Anne Tinetti’s painting “Kamikaze” invites us into deeper reflection upon Mark’s depiction. There is that dove, but his descent looks less like the gentle fall of a leaf and more like the nosedive of a missile. The Spirit plummets with a pointed aim. He has a mission.

Then there are the colors: cool blues give way to hot reds, with flames like fingers reaching upward. We expect to see movement from heaven to earth, life to life, as countless paintings of Jesus’ baptism have shown. But this dove’s plunge from celestial hues to less than heavenly ones suggests that may be too superficial a scene.

Finally the jarring word, broken across the painting: “kamikaze.” It evokes a pilot with a one-way ticket down. This dove has a mission, all right, but it doesn’t seem to have much to do with abundant life. This painting gives a different perspective on the peaceful dove, to say the least.

And likewise St. Mark. The heavens don’t merely swing open, like the door of a birdcage; they are torn, rent asunder like some heavenly curtain, for the Spirit to come through. And after descending upon Jesus, we are told that the Spirit casts him out into the wilderness–the way Jesus will later cast out all manner of evil spirits.

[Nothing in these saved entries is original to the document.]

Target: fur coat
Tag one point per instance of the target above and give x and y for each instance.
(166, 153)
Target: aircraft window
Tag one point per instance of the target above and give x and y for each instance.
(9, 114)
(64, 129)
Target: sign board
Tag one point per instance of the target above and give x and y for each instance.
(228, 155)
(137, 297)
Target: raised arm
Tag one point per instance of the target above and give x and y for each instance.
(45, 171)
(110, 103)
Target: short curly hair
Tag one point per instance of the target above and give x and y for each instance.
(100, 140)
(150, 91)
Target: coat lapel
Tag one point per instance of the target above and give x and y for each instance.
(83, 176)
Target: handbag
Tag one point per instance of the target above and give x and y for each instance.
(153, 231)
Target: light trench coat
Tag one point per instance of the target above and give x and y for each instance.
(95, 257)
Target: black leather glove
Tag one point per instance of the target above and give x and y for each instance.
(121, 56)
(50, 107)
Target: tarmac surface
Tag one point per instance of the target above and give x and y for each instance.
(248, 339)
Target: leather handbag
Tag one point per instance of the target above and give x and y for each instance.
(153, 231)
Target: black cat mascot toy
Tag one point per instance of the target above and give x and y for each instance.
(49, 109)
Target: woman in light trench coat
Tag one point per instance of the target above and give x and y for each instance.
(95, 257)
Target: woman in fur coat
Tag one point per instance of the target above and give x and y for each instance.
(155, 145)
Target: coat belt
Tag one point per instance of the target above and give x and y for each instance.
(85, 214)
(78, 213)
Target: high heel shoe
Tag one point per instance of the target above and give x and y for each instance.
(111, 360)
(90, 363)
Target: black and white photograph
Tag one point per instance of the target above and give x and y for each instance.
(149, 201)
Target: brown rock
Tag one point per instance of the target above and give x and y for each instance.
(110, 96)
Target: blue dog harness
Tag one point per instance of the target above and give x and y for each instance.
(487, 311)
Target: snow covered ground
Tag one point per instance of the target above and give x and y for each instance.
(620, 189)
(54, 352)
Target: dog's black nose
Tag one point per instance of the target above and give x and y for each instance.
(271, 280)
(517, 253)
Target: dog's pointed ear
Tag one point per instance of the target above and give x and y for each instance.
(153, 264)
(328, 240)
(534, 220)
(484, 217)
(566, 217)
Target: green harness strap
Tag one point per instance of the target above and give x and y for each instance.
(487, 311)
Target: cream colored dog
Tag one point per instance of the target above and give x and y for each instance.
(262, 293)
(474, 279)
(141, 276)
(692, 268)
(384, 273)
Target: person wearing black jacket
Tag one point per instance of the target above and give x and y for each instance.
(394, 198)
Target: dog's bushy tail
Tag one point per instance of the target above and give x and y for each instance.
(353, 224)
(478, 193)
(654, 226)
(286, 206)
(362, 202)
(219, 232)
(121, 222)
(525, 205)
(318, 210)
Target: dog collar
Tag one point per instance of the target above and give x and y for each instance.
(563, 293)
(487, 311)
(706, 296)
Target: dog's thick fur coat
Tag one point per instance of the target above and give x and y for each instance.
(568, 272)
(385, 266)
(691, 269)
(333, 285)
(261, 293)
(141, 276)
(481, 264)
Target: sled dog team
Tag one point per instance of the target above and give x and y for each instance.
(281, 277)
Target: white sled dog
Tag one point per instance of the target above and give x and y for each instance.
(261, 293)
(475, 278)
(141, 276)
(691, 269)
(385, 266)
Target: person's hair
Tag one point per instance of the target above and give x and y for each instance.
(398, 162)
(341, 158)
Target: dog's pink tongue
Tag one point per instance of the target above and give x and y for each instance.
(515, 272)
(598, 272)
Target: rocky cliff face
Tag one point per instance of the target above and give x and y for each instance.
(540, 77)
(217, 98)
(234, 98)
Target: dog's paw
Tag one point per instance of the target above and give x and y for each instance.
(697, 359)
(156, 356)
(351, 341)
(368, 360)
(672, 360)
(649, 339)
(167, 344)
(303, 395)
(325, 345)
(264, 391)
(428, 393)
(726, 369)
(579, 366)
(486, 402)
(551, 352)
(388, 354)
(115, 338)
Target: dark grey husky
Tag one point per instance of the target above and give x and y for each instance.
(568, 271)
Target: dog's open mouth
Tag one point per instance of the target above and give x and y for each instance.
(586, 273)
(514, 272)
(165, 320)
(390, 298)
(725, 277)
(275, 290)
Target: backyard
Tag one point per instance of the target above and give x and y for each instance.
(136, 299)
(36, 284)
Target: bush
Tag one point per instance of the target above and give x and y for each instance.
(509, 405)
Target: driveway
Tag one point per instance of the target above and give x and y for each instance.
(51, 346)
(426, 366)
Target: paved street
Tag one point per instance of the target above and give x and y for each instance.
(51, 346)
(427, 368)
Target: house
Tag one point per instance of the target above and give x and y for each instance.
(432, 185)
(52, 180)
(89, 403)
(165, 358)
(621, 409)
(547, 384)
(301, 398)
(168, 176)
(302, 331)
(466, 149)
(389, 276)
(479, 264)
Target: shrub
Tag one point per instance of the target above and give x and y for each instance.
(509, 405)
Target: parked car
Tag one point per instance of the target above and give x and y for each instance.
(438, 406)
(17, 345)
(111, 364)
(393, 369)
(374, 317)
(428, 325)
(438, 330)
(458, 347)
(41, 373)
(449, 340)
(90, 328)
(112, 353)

This is not a Spirit who merely stirs up good feelings in those he indwells. This is the Holy Spirit, who imbues Jesus with a mission: a non-transferable ticket down. Throughout His ministry, our Lord moves inexorably from the heavenly heights down: incarnate in our very flesh; down, obedient unto death; down, down, to cast us all out, hell-bound, from the clutches of those fiery fingers. And he has succeeded.

This is the Jesus into whom you have been baptized: the One who came down for your salvation; whose ticket to the grave was not one-way, but round trip, from death and back. His resurrection is now yours. And so also His Spirit: not the one who would just give you warm Jesus-fuzzies, but the Holy Spirit who has given you a mission, who compels you constantly to lay down your life on behalf of your neighbor.